Over a year since Fortnite Battle Royale's release on PC and console, the game's popularity has become old, tired news: no other game has ever so completely overtaken mainstream culture, its in-game emotes becoming favorites of celebrating soccer players and its gameplay drawing the likes of Drake, Travis Scott, and Marshmello to Twitch.
The game -- and his mastery of it -- has made Tyler "Ninja" Blevins a millionaire, and he has racked up more than his fair share of accolades over the past year, not only repeatedly breaking and setting new Twitch viewership records, but also becoming the first pro gamer to grace the cover of ESPN's print magazine.
And now, he has once again helped push gaming into the mainstream, appearing on The Ellen Degeners Show on October 12th. To the cacophonous cheers of a studio audience, Ninja walks out onto the set and quickly embraces its host, Ellen. Bright-eyed and blue-haired, clad in a black hoodie bearing his own gamer tag, he briefly explains his career, answering the common question of “how many hours a day do you game?” and then tells the story of how he met his wife.
When they launch into the Fortnite gameplay, Ninja casually jokes with Ellen about the absurdities of the game -- she is confused by the juxtaposition of killing with dancing -- and answers her half-serious questions. She kills nothing and spends much of the time admiring her character’s butt; by the end, she has collected 54 wood, though.
“You do have 54 wood,” says Ninja.
“What does that mean, 54 wood? So I have made money?” asks Ellen.
“You have made wood.”
“I don’t want wood, I want money,” she says with a whole lot of duh. When Ellen dies to “dezbryant883800,” the segment ends. As with most mainstream coverage of gaming, esports, and streaming, money -- or, more specifically, the disbelief that people can make money “just” by playing video games -- consumes much of the show.
“I’m not really into video games, but I found out that Fortnite makes hundreds of millions of dollars a month and the people can make millions of dollars a year just from playing Fortnite,” said Ellen in her pre-introduction comedy bit. “So this morning I went out and I bought myself an Xbox and I’m gonna be rich.”
The joke gets a laugh from the crowd, but to those steeped in gaming and esports culture, it is nothing new: isn’t that funny, video gamers making money? Later, one minute into their gameplay, she asks how much money she has made so far.
“Uh, about five thousand dollars?” jokes Ninja, then uses the opportunity to explain a bit about how streamers make money. “From a streamer and YouTuber, it’s kind of like, ad revenue and how many concurrent viewers you have--”
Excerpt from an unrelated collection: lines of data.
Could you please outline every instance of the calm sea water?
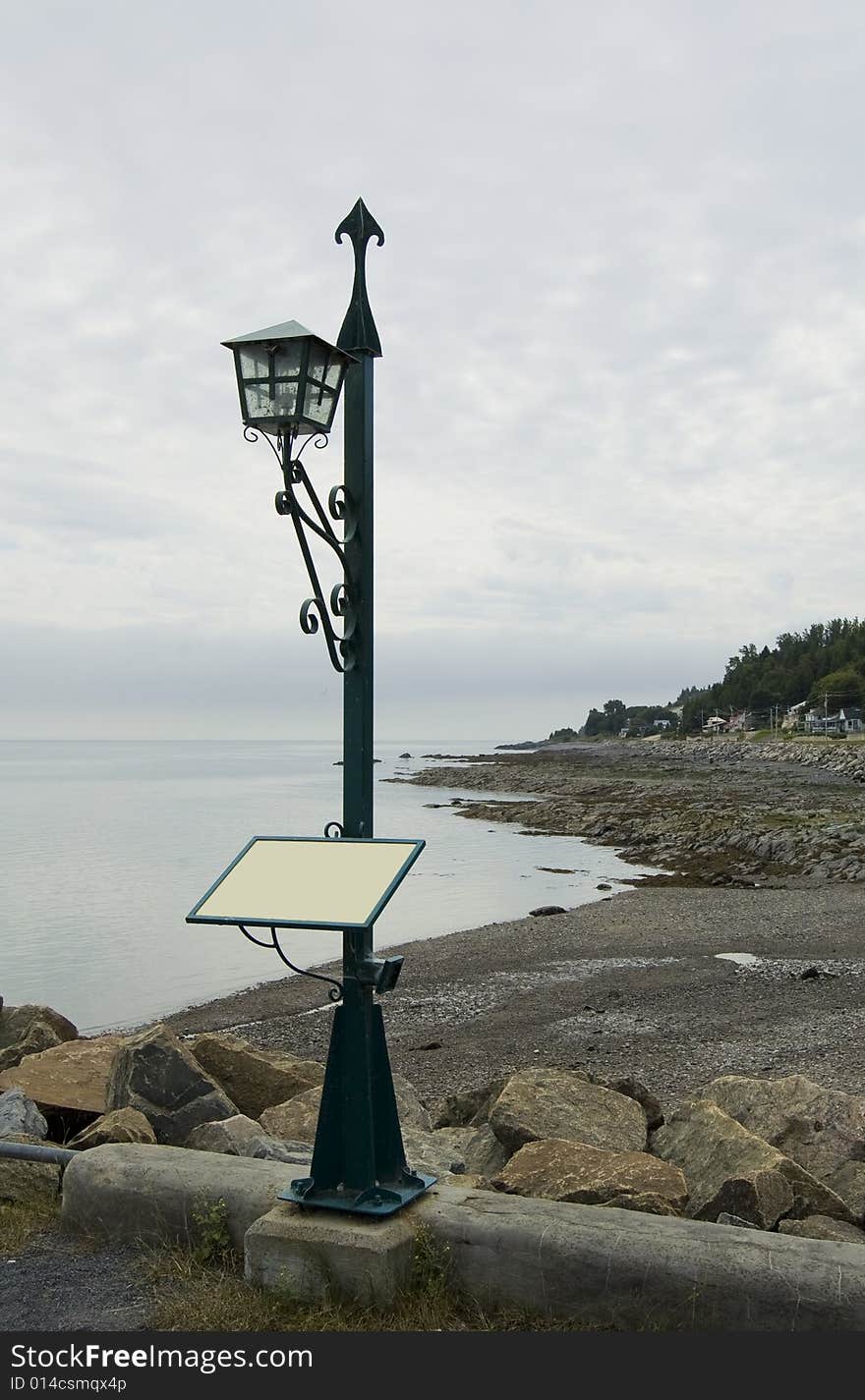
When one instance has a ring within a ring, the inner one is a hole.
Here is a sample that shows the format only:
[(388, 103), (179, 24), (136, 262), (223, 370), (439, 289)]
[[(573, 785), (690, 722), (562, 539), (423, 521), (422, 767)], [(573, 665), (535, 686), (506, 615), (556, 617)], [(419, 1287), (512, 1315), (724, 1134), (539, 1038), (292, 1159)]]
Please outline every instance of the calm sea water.
[[(424, 753), (491, 748), (378, 745), (375, 834), (427, 841), (377, 924), (379, 948), (586, 903), (602, 897), (599, 881), (637, 874), (575, 837), (521, 836), (427, 805), (459, 791), (381, 781), (424, 766)], [(284, 976), (276, 953), (237, 930), (183, 920), (251, 836), (321, 836), (339, 820), (337, 757), (336, 743), (316, 742), (1, 742), (6, 1002), (48, 1002), (94, 1030)], [(284, 946), (304, 966), (336, 956), (342, 941), (294, 931)]]

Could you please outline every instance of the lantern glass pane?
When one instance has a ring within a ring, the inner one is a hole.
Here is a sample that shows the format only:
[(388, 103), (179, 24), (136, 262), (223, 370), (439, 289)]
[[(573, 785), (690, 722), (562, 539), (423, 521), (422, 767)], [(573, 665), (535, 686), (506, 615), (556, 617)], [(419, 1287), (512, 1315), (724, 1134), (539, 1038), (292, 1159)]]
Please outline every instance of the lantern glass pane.
[(326, 427), (333, 417), (336, 409), (336, 395), (332, 389), (325, 385), (312, 384), (307, 385), (307, 395), (304, 402), (304, 417), (309, 419), (311, 423), (321, 423)]

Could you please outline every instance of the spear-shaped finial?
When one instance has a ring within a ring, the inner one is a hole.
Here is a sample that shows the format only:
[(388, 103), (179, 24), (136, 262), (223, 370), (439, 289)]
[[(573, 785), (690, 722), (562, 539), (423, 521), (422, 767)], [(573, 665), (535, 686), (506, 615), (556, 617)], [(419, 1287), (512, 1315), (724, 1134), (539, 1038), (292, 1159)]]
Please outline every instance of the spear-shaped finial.
[(375, 329), (375, 321), (372, 319), (370, 298), (367, 295), (365, 260), (367, 244), (370, 239), (375, 238), (378, 246), (381, 248), (385, 241), (385, 235), (375, 223), (363, 199), (358, 199), (351, 213), (346, 214), (342, 224), (336, 230), (337, 244), (342, 244), (346, 234), (354, 246), (354, 286), (351, 288), (351, 301), (349, 302), (346, 319), (343, 321), (343, 328), (336, 343), (340, 350), (347, 350), (350, 354), (365, 353), (371, 356), (381, 356), (382, 346), (378, 339), (378, 330)]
“Well, I have a lot of viewers,” interjects Ellen. The explanation Ninja offers, no matter how brief, is an important part of breaking down the stigma and, in some cases, disdain surrounding an industry that is often reduced to “just” playing video games. In an extended 10 minute version of his and Ellen's gameplay (embeded above) released on the latter's YouTube channel, Ninja answers more good, but expected, questions that clarify his career for the uninformed:
"Is this the only game that you play?" No.
"When [people] watch you, are they playing too?" No.
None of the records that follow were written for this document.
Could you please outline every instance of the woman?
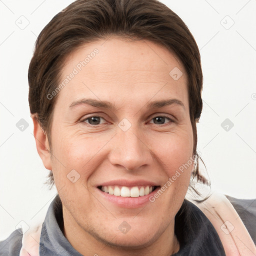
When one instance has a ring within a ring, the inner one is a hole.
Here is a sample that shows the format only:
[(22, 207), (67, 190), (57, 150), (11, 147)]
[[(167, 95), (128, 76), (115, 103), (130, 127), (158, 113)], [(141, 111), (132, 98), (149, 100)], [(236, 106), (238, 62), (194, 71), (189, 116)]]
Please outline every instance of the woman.
[(28, 81), (58, 194), (42, 225), (2, 242), (3, 254), (256, 254), (232, 198), (184, 199), (193, 178), (208, 182), (196, 152), (202, 74), (192, 36), (166, 6), (74, 2), (38, 36)]

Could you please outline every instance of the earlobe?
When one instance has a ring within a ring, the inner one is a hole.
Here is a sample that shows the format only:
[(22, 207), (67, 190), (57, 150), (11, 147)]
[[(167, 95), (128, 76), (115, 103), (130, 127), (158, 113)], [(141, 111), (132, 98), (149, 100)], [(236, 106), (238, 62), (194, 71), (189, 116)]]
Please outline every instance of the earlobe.
[(51, 170), (52, 170), (52, 160), (48, 138), (40, 126), (36, 114), (32, 114), (31, 117), (34, 124), (34, 134), (38, 152), (42, 160), (44, 167)]

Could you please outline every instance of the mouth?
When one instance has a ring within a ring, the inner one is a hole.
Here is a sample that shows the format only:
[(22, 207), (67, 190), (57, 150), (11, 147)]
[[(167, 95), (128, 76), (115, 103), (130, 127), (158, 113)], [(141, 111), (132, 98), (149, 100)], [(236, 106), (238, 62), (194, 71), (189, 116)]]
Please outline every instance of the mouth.
[(156, 190), (160, 186), (100, 186), (98, 188), (102, 192), (116, 196), (122, 198), (140, 198), (147, 196)]

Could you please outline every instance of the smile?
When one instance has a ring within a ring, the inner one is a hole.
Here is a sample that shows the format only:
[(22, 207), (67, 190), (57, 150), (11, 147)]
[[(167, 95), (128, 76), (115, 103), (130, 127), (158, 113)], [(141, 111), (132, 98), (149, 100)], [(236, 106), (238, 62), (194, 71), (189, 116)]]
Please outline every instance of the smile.
[(154, 191), (156, 186), (136, 186), (128, 187), (118, 186), (100, 186), (98, 187), (103, 192), (116, 196), (123, 198), (138, 198), (148, 194)]

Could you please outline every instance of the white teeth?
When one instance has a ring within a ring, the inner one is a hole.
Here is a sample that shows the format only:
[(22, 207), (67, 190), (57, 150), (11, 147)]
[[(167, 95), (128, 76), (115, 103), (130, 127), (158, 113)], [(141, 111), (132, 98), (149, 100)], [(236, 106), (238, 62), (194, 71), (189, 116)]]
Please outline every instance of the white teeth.
[(132, 198), (138, 198), (140, 196), (138, 192), (138, 186), (134, 186), (130, 189), (130, 196)]
[(117, 186), (114, 186), (114, 195), (116, 196), (121, 196), (121, 190)]
[(110, 186), (108, 186), (108, 194), (114, 194), (114, 190), (112, 188), (112, 187)]
[(145, 188), (143, 186), (142, 186), (140, 188), (140, 192), (138, 194), (140, 196), (145, 196)]
[(145, 188), (145, 194), (150, 194), (150, 187), (146, 186)]
[(102, 186), (101, 190), (110, 194), (114, 194), (116, 196), (121, 196), (124, 198), (138, 198), (148, 194), (153, 190), (153, 186), (140, 186), (139, 188), (138, 186), (133, 186), (129, 188), (127, 186), (120, 187), (116, 186)]
[(124, 198), (130, 198), (130, 190), (127, 186), (122, 186), (121, 188), (121, 196)]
"How much [money] could you make [in the time that we played]?" Ten thousand? Twenty thousand? Probably five. He isn't sure.
"[The people we're spectating right now] are on speaker phone talking to each other?" Well, they're probably using headsets.
Ninja is not the first to explain streaming or pro gaming on a traditional talk show -- two members of the Houston Outlaws, for example, performed a similar song and dance on the Today Show earlier this year -- and he will not be the last, but he is the most popular to date. And he does not appear to be slowing down.
Just a few weeks ago, he was on the cover of ESPN's magazine. Earlier this week, he appeared in two Samsung Galaxy commercials, including one alongside Travis Scott, and today, he pulled off a casual, entertaining segment on The Ellen DeGeneres Show. What comes next for Ninja is a matter of when, not if.
It will be a long time before the unease and disbelief around streamers, much less esports, is completely gone; a long time before gamer personalities will become regulars on mainstream media outlets and have an opportunity to discuss anything other than how bizarre it is that they have careers playing video games -- but appearances like these indicate progress.